PLANT GROWTH REGULATORS IN TOMATO CROP PRODUCTION
To study the influences on fruiting, CCC (2.000 ppm), SADH (3.000 ppm) gibberellic acid (GA) 200 ppm, and (2-chloroethyl) phosphonic acid (CEPA) 200 ppm were applied in tomato plants at the fourth true leaf stage of growth. The treatments did not affect the total weight of tomato fruits. These growth regulators did not promote changes in fruit number. Application of CCC and CEPA did not affect the fruit weight average, however, spraying with SADH and GA reduced the fruit weight average (Castro and Malavolta, 1976).
It was studied the relationships between growth regulators, mineral nutrition, osmotic potential, and incidence of blossom-end rot (BER) in tomatoes. The chemicals were applied in tomato plants at the fourth true leaf stage of growth and ammonium sulphate was used to promote the occurence of BER. GA (100 ppm) promoted higher incidence of BER and CCC (2.000 ppm) reduced the occurrence of the physiological disease in relation to control (figure 1A and 1B) (Castro e Malavolta, 1977). Higher levels of N, Ca, and Mg occurred in the stems of plants sprayed with CCC (Malavolta et al., 1975). Treatments with 6-furfurylamino purine (5000 ppm), SADH (4,000 ppm), and CEPA (200 ppm) presented an increase in N level in the stem. CEPA also increased Ca content in stems. These growth regulators did not alter the levels of macronutrients in leaves of tomatoes in relation to control (table 2) (Castro et al., 1979). Plants treated with GA and SADH had a lower (more negative) leaf osmotic potential under water deficit in the soil (table 3) (Castro, 1976).

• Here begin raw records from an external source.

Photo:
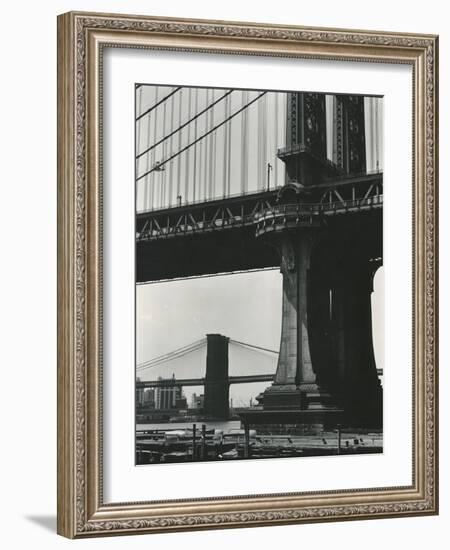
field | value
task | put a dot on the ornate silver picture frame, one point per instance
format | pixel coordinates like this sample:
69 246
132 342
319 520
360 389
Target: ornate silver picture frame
83 509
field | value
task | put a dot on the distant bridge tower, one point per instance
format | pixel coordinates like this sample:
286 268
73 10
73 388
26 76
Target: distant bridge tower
326 354
216 404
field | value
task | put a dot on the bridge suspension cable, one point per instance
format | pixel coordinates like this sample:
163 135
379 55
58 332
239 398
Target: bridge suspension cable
179 128
251 346
158 103
175 354
215 128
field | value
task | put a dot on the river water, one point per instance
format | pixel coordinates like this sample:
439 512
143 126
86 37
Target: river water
224 426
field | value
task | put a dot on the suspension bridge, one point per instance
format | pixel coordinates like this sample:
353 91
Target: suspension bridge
183 352
230 180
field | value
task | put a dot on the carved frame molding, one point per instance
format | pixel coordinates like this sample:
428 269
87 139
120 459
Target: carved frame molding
81 37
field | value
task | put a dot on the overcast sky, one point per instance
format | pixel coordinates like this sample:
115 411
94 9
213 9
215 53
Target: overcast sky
243 306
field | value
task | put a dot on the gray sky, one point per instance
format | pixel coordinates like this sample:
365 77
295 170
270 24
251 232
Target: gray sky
244 306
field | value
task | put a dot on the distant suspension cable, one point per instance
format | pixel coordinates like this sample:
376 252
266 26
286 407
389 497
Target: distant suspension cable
176 354
244 345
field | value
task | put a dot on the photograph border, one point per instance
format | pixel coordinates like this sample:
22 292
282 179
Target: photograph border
81 39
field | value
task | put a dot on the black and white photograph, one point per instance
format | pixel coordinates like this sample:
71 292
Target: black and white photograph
259 279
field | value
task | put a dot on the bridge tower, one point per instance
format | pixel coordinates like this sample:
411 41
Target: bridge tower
326 357
216 404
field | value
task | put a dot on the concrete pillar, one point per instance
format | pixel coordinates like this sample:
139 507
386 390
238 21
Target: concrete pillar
360 390
216 404
295 384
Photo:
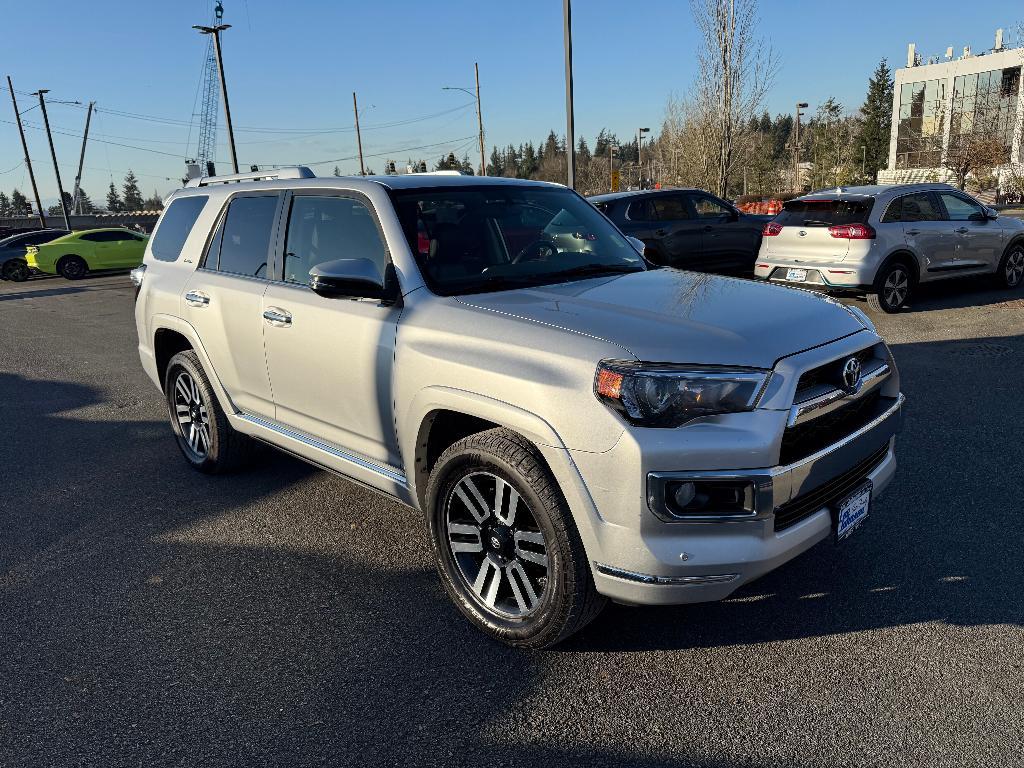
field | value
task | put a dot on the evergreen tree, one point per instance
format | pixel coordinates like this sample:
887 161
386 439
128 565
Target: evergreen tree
132 196
19 205
877 115
114 204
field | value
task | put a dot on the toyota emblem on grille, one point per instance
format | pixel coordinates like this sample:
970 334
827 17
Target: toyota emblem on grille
851 375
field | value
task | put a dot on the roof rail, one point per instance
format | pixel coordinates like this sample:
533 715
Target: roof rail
295 171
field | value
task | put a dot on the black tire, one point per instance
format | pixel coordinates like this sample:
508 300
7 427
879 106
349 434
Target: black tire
16 270
568 599
218 448
72 267
893 288
1011 271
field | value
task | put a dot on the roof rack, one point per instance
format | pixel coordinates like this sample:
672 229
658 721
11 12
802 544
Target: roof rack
295 171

The auxin 2-hydroxymethyl 4-chlorophenoxyacetic acid was applied at concentrations of 150 and 300 ppm by spraying directed to the clusters in the moment of the opening of the two first flowers in the first cluster. This growth regulator at concentration of 300 ppm increased the average weight of tomato fruits in the four initial harvests. It was noted also a concentration in production of fruits in relation to the control (figure 2) (Castro and Churata-Masca, 1973).